Page 103 of The Evening Wolves

Air hissed through the Mustang’s vents.

“See?” North asked.

“North,” Shaw whispered.

John-Henry’s face was tight, but when he met Emery’s gaze, he shook his head.

“You’re staying outside,” Emery said. “End of discussion.”

“Fuck that,” North said, and in the last moment before the call disconnected, his engine roared.

A moment later, the black car shot past them like a dark star.

“God fucking damn it! John!”

John dropped his foot on the accelerator, and the Mustang sprang forward.

As Emery placed another call to Shaw—which rang and rang without being answered—John said in a tight voice, “It’s interesting that we suddenly have two stab vests because I seem to recall you only purchased one for Astraea.”

Fortunately, by that point, Emery was prepared. “I bought another when I hired Nico.”

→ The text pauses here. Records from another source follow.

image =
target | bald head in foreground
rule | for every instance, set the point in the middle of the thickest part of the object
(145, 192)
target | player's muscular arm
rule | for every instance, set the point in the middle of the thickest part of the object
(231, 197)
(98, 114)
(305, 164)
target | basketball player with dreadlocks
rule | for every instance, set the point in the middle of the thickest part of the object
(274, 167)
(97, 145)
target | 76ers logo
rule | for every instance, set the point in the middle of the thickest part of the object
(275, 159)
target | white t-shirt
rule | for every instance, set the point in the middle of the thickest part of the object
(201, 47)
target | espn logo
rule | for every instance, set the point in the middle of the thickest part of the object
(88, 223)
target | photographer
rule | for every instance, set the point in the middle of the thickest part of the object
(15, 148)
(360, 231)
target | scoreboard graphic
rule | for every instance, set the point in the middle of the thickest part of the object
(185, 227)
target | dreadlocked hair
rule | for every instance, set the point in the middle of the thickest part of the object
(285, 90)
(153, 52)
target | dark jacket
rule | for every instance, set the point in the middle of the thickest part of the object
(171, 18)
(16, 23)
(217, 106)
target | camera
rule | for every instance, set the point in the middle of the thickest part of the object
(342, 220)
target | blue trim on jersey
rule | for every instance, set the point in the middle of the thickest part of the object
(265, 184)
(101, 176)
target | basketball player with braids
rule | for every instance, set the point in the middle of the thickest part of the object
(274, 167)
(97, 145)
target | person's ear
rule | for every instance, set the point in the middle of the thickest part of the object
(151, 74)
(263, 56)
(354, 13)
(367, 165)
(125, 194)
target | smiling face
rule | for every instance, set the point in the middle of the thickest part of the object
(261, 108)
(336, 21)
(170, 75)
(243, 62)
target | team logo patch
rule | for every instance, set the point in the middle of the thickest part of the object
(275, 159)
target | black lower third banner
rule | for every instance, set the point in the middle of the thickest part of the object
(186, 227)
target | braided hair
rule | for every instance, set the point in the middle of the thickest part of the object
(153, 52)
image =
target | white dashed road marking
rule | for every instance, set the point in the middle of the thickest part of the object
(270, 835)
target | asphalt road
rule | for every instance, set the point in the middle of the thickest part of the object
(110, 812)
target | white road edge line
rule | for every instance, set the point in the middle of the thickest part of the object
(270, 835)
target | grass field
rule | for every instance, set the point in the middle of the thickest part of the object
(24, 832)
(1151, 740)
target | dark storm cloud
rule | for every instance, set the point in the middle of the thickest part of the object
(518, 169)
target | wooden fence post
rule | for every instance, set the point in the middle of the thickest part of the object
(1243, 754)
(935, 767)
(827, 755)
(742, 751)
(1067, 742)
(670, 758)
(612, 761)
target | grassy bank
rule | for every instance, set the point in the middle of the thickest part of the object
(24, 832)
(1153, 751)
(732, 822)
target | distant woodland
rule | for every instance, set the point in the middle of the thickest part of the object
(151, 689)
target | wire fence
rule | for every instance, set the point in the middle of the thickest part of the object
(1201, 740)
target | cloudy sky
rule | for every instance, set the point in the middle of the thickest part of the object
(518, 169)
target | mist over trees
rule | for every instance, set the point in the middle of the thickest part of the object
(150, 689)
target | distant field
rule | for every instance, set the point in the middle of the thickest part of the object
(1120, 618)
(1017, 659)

“Good thinking. Then you won’t mind taking off that jacket when we get to the hotel so I can take a look at it.”

“We don’t have time—”

“We do have time, actually. We’re dealing with a sadist who loves a close-up kill, Ree. If he’s got a gun, we’ll take cover and hold him down until the police get there. I’m not worried about him having a gun. I’m worried about that fucking sickle. I’m worried about that giant knife.”

“I’m fairly sure it’s a kama.”

A beat passed. “What?”

“The weapon everyone keeps calling a sickle. I’m fairly sure, based on North’s description of how he used it, it’s a kama.”

John opened his mouth. And then he scowled. “Don’t do that. I want to see your vest when—is that the U-Haul?”

Ahead of them, the Laclede rose out of a large parking lot. Security lights smeared white along the building’s steel cladding. Parked to one side of the lot was the U-Haul Emery had seen outside GLAM. The passenger van was nowhere in sight. What did that mean? Had Emery’s first call, the one that the Metropolitan Police had seemed to take seriously—had it tipped off Koby and Vermilya? Had they already moved the kids somewhere else? Emery hadn’t considered that possibility. In his panic, calling the police had seemed like the first and best option.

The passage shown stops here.